South San Francisco, Calif.-based Pain Therapeutics said it would discuss the trial's methodology with Food and Drug Administration officials early next year and stressed that the news would not affect its recently announced collaboration with Bristol, Tenn.-based King Pharma. Earlier this month, King announced it would invest up to $400 million in Pain Therapeutics' late-stage drug candidate Remoxy, a version of oxycodone that's harder for users to abuse.

King shares, however, slipped 3 cents, or 0.19%, to $15.98.

The pain was greater for Pain Therapeutics, though, with that stock falling as much as 22% before clawing back to close off by $1.61, to 18.92%, at $6.90.

Pain Therapeutics said that a phase 3 clinical trial for Oxytrex failed to show the drug was significantly less addictive statistically than Oxycontin, known generically as oxycodone. The study was testing the drug on patients suffering from pain caused by osteoarthritis.

"The announcement states that 'the trial did report statistical significance in a sub-group analysis: Oxytrex reduced physical dependency by 75% in patients over 50 years of age,'" said a buyside market source.
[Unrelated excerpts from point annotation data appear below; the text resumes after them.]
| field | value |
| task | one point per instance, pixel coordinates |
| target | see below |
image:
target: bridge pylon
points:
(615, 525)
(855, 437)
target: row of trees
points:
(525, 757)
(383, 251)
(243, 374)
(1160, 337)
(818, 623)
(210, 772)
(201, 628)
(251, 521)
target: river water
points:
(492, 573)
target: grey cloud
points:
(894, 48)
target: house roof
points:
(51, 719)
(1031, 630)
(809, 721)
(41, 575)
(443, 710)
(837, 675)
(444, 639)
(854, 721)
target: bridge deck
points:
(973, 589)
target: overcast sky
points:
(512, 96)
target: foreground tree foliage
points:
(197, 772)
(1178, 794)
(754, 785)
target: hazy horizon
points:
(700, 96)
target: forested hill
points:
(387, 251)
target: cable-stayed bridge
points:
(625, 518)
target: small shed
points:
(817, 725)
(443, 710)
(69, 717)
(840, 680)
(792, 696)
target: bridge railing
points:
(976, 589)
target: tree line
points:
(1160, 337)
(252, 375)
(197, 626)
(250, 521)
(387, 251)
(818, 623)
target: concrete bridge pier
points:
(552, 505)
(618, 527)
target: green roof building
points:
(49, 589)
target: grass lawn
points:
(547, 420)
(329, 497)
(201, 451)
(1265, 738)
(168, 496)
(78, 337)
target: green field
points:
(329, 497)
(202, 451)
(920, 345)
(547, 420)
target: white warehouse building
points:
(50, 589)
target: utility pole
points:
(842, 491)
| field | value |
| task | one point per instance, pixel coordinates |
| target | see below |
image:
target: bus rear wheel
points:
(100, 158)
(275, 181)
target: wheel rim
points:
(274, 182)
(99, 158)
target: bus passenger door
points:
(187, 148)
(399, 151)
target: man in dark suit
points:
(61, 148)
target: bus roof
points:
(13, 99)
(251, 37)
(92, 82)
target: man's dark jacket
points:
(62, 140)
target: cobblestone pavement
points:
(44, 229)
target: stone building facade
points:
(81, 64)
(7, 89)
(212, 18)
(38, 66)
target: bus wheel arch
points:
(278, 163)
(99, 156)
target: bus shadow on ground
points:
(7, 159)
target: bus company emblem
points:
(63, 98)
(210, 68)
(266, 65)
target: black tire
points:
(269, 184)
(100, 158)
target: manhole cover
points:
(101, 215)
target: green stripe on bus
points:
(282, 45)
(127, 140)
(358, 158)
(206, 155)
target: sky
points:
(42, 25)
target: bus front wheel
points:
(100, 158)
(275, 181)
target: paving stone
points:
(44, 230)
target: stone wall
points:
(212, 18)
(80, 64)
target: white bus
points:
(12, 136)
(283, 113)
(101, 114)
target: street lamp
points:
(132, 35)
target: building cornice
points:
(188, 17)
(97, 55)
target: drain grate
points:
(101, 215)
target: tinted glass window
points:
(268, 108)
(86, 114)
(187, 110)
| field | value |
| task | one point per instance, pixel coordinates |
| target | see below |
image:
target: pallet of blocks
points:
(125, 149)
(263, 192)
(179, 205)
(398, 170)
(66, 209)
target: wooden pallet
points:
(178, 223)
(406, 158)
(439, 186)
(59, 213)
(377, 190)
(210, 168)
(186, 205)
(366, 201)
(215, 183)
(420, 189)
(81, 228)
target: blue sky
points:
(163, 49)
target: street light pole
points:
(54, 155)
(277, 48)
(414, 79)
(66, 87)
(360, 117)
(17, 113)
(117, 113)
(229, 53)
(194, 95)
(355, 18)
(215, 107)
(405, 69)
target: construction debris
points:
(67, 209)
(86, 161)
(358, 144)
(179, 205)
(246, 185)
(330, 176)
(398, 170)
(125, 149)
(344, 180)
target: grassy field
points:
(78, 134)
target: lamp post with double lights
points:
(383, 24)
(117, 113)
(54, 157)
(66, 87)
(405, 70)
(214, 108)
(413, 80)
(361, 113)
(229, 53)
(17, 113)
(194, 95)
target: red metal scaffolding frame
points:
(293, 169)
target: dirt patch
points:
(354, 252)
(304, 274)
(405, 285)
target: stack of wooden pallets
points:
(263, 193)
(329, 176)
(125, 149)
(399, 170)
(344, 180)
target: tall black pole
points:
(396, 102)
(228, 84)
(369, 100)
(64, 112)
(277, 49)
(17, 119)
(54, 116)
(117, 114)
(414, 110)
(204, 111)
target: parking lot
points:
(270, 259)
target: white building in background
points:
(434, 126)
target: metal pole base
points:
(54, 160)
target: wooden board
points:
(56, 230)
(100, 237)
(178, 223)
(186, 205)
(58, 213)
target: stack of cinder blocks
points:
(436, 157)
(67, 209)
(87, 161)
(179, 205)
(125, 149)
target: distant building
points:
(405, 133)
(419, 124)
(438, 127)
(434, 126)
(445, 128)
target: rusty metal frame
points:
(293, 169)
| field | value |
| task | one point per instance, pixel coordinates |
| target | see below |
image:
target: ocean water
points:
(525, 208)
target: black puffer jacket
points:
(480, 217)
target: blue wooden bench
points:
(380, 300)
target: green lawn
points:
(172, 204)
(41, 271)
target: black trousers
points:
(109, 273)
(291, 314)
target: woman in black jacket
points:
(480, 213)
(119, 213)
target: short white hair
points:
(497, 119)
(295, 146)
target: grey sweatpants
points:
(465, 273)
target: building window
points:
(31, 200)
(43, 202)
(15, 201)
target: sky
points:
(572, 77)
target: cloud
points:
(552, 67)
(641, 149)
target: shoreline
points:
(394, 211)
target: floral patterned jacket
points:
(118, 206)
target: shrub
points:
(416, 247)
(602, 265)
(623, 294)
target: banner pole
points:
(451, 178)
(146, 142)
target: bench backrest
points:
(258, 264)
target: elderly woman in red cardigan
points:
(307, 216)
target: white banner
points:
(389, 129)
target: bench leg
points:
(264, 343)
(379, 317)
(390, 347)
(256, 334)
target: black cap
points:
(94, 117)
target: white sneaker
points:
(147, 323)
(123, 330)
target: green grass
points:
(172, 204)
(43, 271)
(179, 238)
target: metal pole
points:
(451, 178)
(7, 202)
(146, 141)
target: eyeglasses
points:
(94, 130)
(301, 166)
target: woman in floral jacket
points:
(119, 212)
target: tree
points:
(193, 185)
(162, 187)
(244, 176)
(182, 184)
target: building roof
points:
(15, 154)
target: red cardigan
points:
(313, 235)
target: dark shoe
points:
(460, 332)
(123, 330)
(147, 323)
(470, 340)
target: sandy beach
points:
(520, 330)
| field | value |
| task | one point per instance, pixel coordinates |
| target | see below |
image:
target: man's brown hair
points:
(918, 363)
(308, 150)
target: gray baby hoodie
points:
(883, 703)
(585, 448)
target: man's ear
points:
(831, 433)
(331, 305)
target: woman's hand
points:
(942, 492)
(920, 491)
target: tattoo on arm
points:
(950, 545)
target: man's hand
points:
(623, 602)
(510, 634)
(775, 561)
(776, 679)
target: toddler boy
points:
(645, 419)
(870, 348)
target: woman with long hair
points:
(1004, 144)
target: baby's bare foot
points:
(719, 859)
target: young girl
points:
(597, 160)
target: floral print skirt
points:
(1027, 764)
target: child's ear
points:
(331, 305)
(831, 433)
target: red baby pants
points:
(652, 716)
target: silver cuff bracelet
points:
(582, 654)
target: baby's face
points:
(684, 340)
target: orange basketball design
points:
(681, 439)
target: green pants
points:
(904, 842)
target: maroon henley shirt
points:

But, he added, "The problem is that the FDA is not going to approve any drug without every I dotted and T crossed, given the scrutiny they are under."

Teva up 3%, Ranbaxy adds 2%

Even though Teva Pharmaceutical Industries Ltd. and Ranbaxy Laboratories Ltd. were knocked down in an appeal to the verdict against them regarding a patent dispute over their generic Quinapril versus Pfizer Inc. over its blood pressure medication Accupril, shares of Teva and Ranbaxy gains while Pfizer stock was lower.

Generic drug makers are more frequently selling generic versions in what has come to be called "at risk" launches ahead of an anticipated patent dispute, which has fueled what one sellside market source described as "lop-sided" interest in the stocks that seem out of synch with the news flow.

A U.S. federal appeals court on Tuesday upheld a ruling blocking sales of generic alternatives to Pfizer's Accupril blood pressure drug. The appeals court affirmed a decision in March by a federal court in New Jersey that granted Pfizer's request for a preliminary injunction against generic versions of the drug made by Israel-based Teva and India-based Ranbaxy.

Pfizer is seeking damages from the two companies for lost revenue from the drug that had U.S. sales of $387 million in 2004.

Pfizer shares Tuesday slipped 34 cents, or 1.56%, to $21.40.

Meanwhile, Teva shares rose $1.29, or 3.17%, to $41.98 and on the Xetra, Ranbaxy shares gained €0.15, or 2.22%, to €6.90.

"For now, the management of the company [Teva] has produced results," said the sellside source. "They are still near a mid cap, and history might seem to indicate they can make superior earnings in what they do."